Algures por volta de 1958/59, a minha mãe concorreu através da Caixa de Previdência do Ministério da Educação Nacional, de que era sócia com o nº 17845. A ideia inicial era comprar uma casa própria. Ela não estava muito esperançada. Ficou em lista de espera e não estava a pensar ser chamada tão cedo. Mas passado pouco tempo chamaram. Havia possibilidade de empréstimo. Talvez a ideia fosse uma casa em Lisboa. Mas um colega da minha mãe, o Dr. Conceição Correia, que tinha já casa em Nova Oeiras, na Rua B, mais tarde Av. António Salazar e hoje Av. Salvador Allende, uma casa quase ao pé da Estação da CP, entusiasmou-a a vir para cá. Era perto do comboio. Um bairro a nascer. O Liceu também não era longe… 
O lote escolhido foi o 138, da Rua A (hoje Alameda Conde Oeiras, nº 65). O meu pai, como já referi, estava em Paris a frequentar a Écolle de Guerre. Acabou por recair quase tudo sobre a minha mãe. O pedido acabou por ser atendido em 20 de Maio de 1960.
O terreno, custou 226.000$00, despesa não suportada pela Caixa.

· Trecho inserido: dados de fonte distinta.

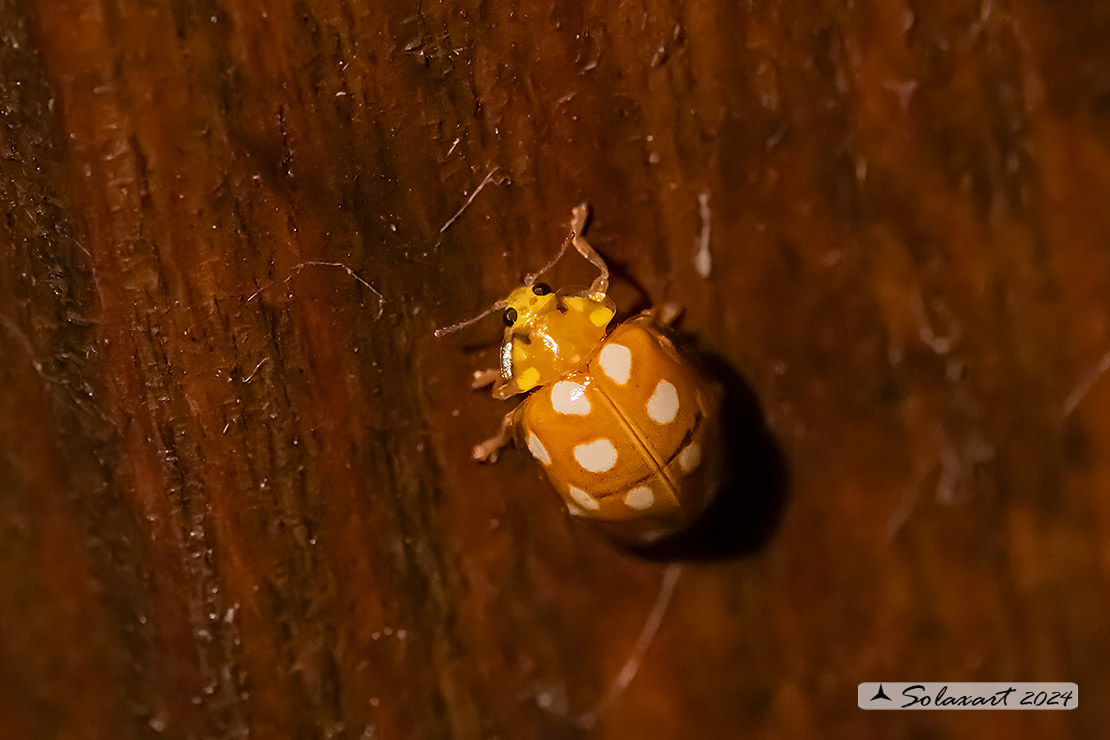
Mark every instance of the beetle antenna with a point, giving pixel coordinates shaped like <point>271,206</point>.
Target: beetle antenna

O empréstimo (autorizado a 23 de Março de 1961) para a construção da casa propriamente dita, foi de 434.000$00. Um empréstimo no regime de propriedade resolúvel, ao abrigo do Decreto-Lei nº 40.674, publicado no Diário do Governo de 6/7/56. O total foi de 767 contos – terreno, construção e despesas burocráticas diversas. A Escritura de Compromisso entre a minha mãe e a Caixa foi celebrada em 7 de Abril de 1961 (Cartório Notarial da Rua do Crucifixo, em Lisboa).
Este é o meu mundo. É nestes 905 metros quadrados que vivo. Que ponho e disponho. É o meu reino. Uma casa que nasceu e cresceu. Transformou-se e adaptou-se. Renovou-se e redecorou-se. Uma casa de família ainda nova e que, no entanto, já é velha. Velha de sentimentos e de presenças. De mortos e de vivos. Quanto mais tempo será da família? Uma interrogação que não cessa de me atormentar nestes tempos de crise económica.